This church, dedicated to St Paul, is situated in the suburb of Mdina, Malta's old capital, Rabat. It was built to the left of the cave known as St Paul's grotto and right outside the walls of the old capital. It was therefore known as 'San Paolo fuor le Mura' like in Italy, which means 'St Paul outside the walls'.
The earliest records of this church date back to 1372. It was dedicated to St Paul, because according to tradition St Paul prayed for three months in the grotto under the church, while trying to convert the Maltese to Christianity, when he was shipwrecked in Malta in 60 AD.
The St Paul's grotto just beneath the church has a little legend to it. It says that the stones of the grotto could heal snake bites and fever. The legend goes further and says that every stone that is broken from the grotto grows again so the grotto remains always the same size.
From the grotto one can see a very small section of St Paul's Catacombs. But, as the St Paul's Catacombs belong to the State, whilst the Grotto belongs to the church authorities, these catacombs were separated and now only a very small part of the catacombs are still visible from the grotto.

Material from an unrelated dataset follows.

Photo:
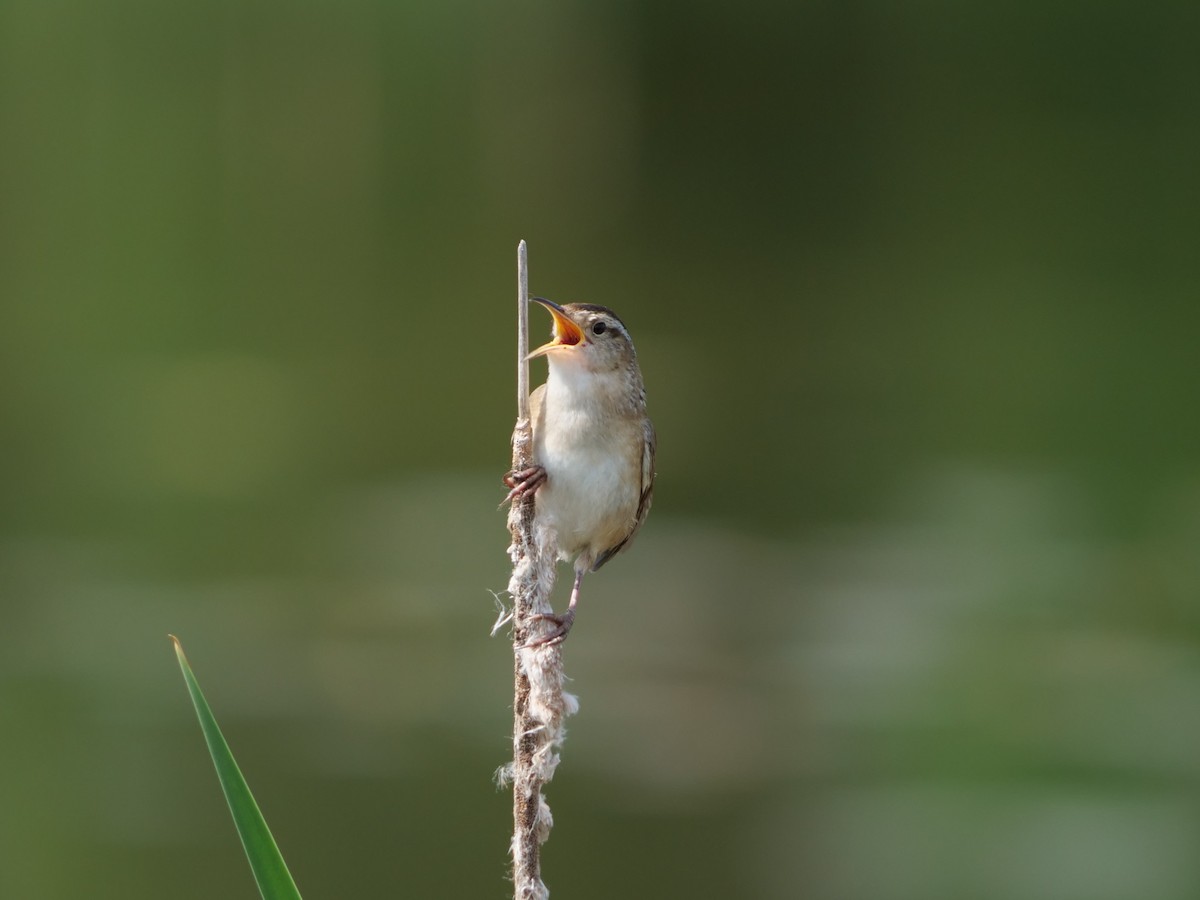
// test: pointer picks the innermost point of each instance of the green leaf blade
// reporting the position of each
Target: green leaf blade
(270, 871)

Under the main church of St Paul are two small chapels. It is said that it is here that the first two Sacraments were held. Publius the Governor of the Islands at the time, was baptized and also consecrated bishop of Malta. Before, the place where these chapels are, was used as a prison by the Romans. One can still see the loops in the ceiling which were used to hang chains and ropes for persecution.